Country: Future Fire, Future Farming


Another volume in this important series of First Knowledges, which includes books on design, astronomy, plants and songlines. Country: Future Fire, Future Farming is written two of the most prominent voices on pre-settler land use in Australia, Bruce Gammage (The Biggest Estate on Earth) and Bruce Pascoe (Dark Emu). While these two venerable experts take slightly different views of Indigenous land management, they are united in their insistence that we must look to the Aboriginal past to better manage our future.

Bruce Pascoe uses his chapters partly as a rebuttal to Keryn Walsh and Peter Sutton's Farmers or Hunter-Gatherers? which I discussed a while ago, coming back to his conviction that pre-colonisation Aboriginal peoples were on the road to agriculture. It's inspiring to read his account of farming native fruits, grains and greens on his own land, and to wonder why we aren't making better use of the plants and animals that evolved here, rather than insisting on importing foreign foods and wasting resources on trying to make them grow. 

But the most urgent argument the book presents centres on the use of fire to manage country.

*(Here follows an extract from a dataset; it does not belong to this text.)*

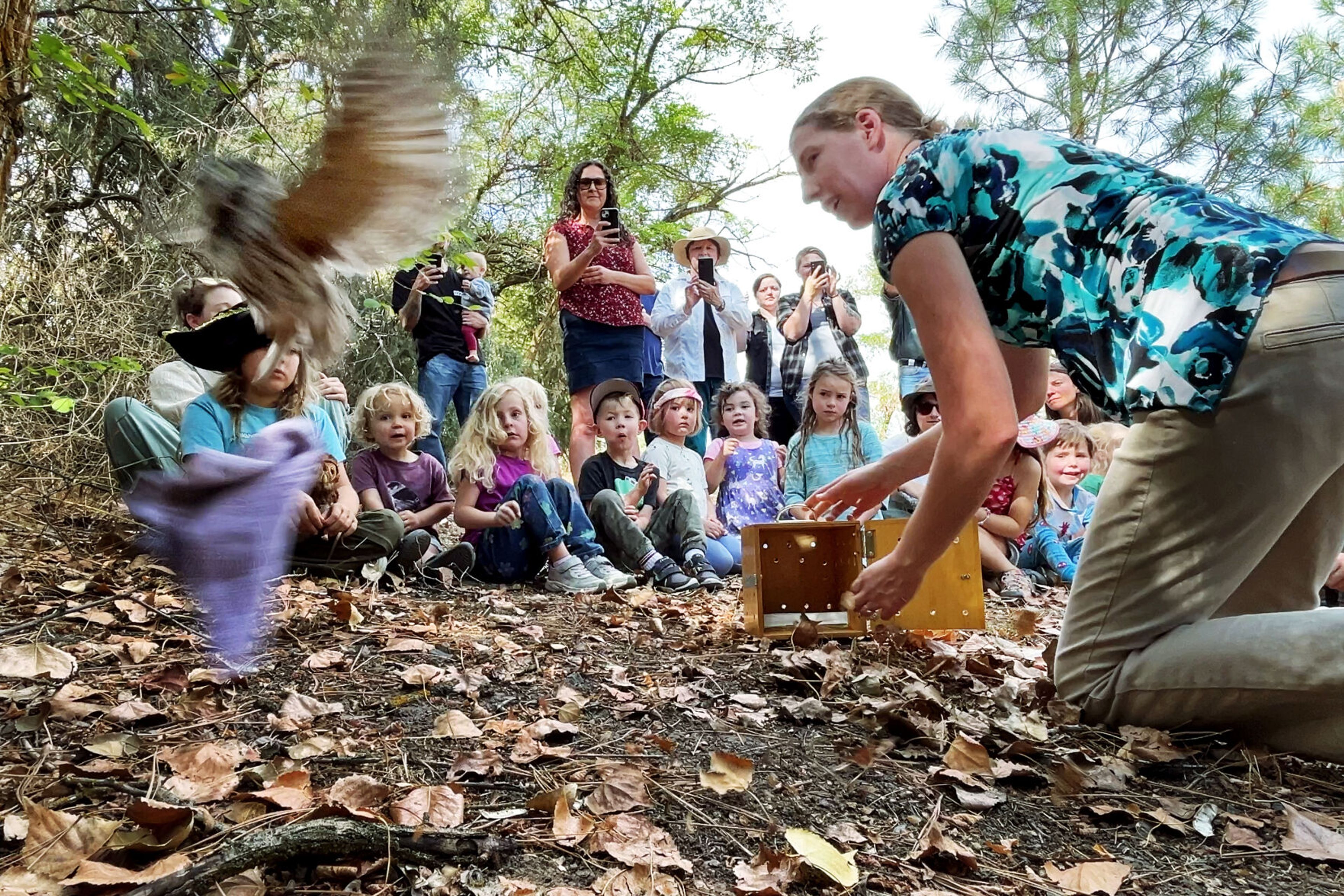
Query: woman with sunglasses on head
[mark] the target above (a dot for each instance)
(1217, 328)
(600, 272)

Pre-1788 people skilfully and constantly used cool, controlled fire to precisely and deliberately manage different types of landscape and vegetation, never allowing the tremendous build-up of material that has lead to repeated catastrophic bushfires that we have experienced over and over since colonisation. Before 1788, people balanced fire-tolerant, fire-sensitive and fire-dependent vegetation, encouraging new growth for animal and human food, and leaving patches unburnt to shelter animals. We must recover and re-learn such detailed and sophisticated local knowledge that kept the land in balance for tens of thousands of years. It's almost unbelievable, and so tragic, that in a mere 250 years we Europeans have managed to stuff things up so thoroughly and disastrously.

Country: Future Fire, Future Farming is an urgent and essential book, not just for understanding our past, but for planning any kind of sustainable future.